INTRODUCTION: Demyelination causes neurological deficits involving visual, motor, sensory symptoms. Deregulation of several enzymes has been identified in demyelination, which holds potential for the development of treatment strategies for demyelination. However, the specific effect of methionine sulfoxide reductase A (MsrA) on demyelination remains unclear. Hence, this study aims to explore the effect of MsrA on oxidative stress and inflammatory response of microglia in demyelination. METHODS: Initially, we established a mouse model with demyelination induced by cuprizone and a cell model provoked by lipopolysaccharide (LPS). The expression of MsrA in wild-type (WT) and MsrA-knockout (MsrA(-/-)) mice were determined by RT-qPCR and Western blot analysis.

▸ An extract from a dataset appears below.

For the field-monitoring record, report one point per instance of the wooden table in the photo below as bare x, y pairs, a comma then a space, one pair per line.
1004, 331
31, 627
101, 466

In order to further explore the function of MsrA on inflammatory response, and oxidative stress in demyelination, we detected the expression of microglia marker Iba1, inflammatory factors TNF-α and IL-1β and intracellular reactive oxygen species (ROS), superoxide dismutase (SOD) activity, as well as expression of the NOX2-MAPKs/NF-κB signaling pathway-related genes in MsrA(-/-) mice and LPS-induced microglia following different treatments. RESULTS: MsrA expression was downregulated in MsrA(-/-) mice. MsrA silencing was shown to produce severely injured motor coordination, increased expressions of Iba1, TNF-α, IL-1β, ROS and NOX2, and extent of ERK, p38, IκBα, and p65 phosphorylation, but reduced SOD activity. Conjointly, our study suggests that Tat-MsrA fusion protein can prevent the cellular inflammatory response and subsequent demyelination through negative regulation of the NOX2-MAPKs/NF-κB signaling pathway. CONCLUSION: Our data provide a profound insight on the role of endogenous antioxidative defense systems such as MsrA in controlling microglial function.